Listening: Lecture 8

1 We diagnose cancer with pattern recognition or identify the form of the cancerous cells without molecule test or gene sequencing, etc.

2 Cancer doctors have strived to understand cancer rather than to control it.

3 It disrupts the complex cancer system and reduces its reoccurrence.

4 If we change the environment or the system of the cancer, we can control cancer.

5 It’s collaboration that physicists, mathematicians are brought in to think about cancer.

Lecture 8 A new strategy in the war on cancer

I’m a cancer doctor, and I walked out of my office and walked by the pharmacy in the hospital

three or four years ago, and this was the cover of Fortune magazine sitting in the window of the pharmacy.

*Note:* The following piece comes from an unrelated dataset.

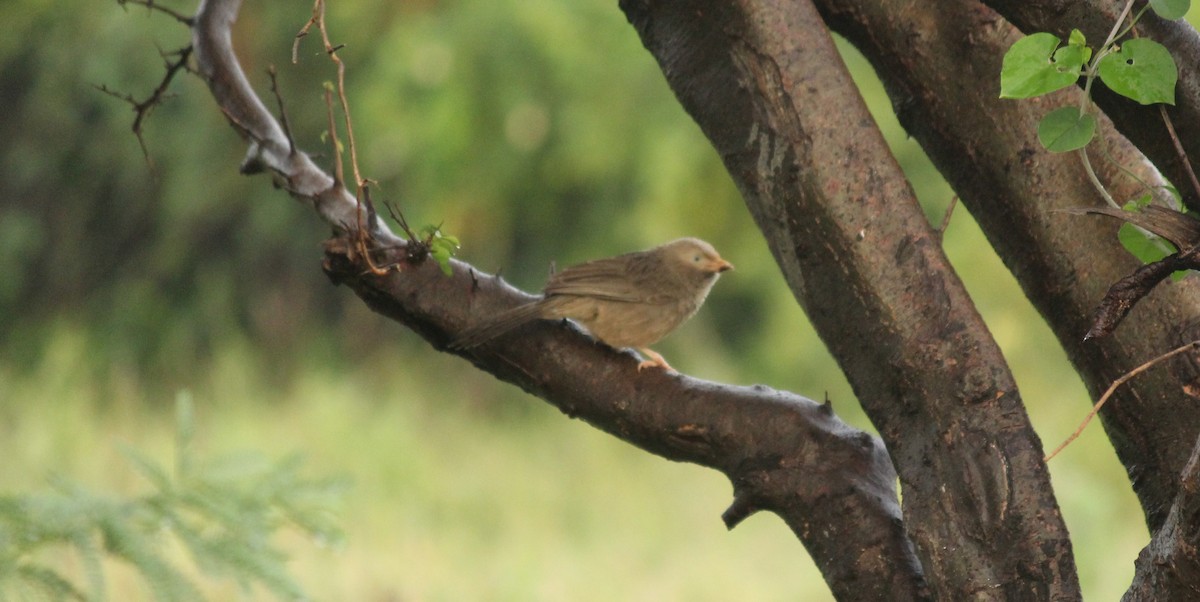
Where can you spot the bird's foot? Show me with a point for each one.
(655, 360)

And so, as a cancer doctor, you look at this, and you get a little bit downhearted. But when

you start to read the article by Cliff, who himself is a cancer survivor, who was saved by a clinical trial where his parents drove him from New York City to upstate New York to get an experimental therapy for—at the time—Hodgkin’s disease, which saved his life, he makes remarkable points here. And the point of the article was that we have gotten reductionist in our view of biology, in our view of cancer. For the last 50 years, we have focused on treating the individual gene in understanding cancer, not in controlling cancer.

So, this is an astounding table. And this is something that sobers us in our field every day. In

that, obviously, we’ve made remarkable impacts on cardiovascular disease, but look at cancer. The death rate in cancer in over 50 years hasn’t changed. We’ve made small wins in diseases like chronic myelogenous leukemia, where we have a pill that can put 100 percent of people in remission. But in general, we haven’t made an impact at all in the war on cancer.

So, what I’m going to tell you today is a little bit of why I think that’s the case, and then go out

of my comfort zone and tell you where I think it’s going, where a new approach—that we hope to push forward in terms of treating cancer. Because this is wrong.

So, what is cancer, first of all? Well, if one has a mass or an abnormal blood value, you go to

a doctor, they stick a needle in. The way we make the diagnosis today is by pattern recognition: Does it look normal? Does it look abnormal?

So, that pathologist is just like looking at this plastic bottle. This is a normal cell. This is a

cancer cell. That is the state-of-the-art today in diagnosing cancer. There’s no molecular test, there’s no sequencing of genes that was referred to yesterday, there’s no fancy looking at the chromosomes. This is the state-of-the-art and how we do it.

You know, I know very well, as a cancer doctor, I can’t treat advanced cancer. So, as an aside,

I firmly believe in the field of trying to identify cancer early. It is the only way you can start to fight cancer, is by catching it early. We can prevent most cancers. You know, the previous talk alluded to preventing heart disease. We could do the same in cancer. I co-founded a company called Navigenics, where, if you spit into a tube—and we can look look at 35 or 40 genetic markers for disease, all of which are delayable in many of the cancers—you start to identify what you could get, and then we can start to work to prevent them. ’Cause the problem is, when you

have advanced cancer, we can’t do that much today about it, as the statistics allude to.

So, the thing about cancer is that it’s a disease of the aged. Why is it a disease of the aged?

Because evolution doesn’t care about us after we had our children. See, evolution protected us during our childbearing years and then, after age 35 or 40 or 45, it said “It doesn’t matter anymore, because they’ve had their progeny. “So if you look at cancers, it is very rare—extremely rare—to have cancer in a child, on the order of thousands of cases a year. As one gets older? Very, very common.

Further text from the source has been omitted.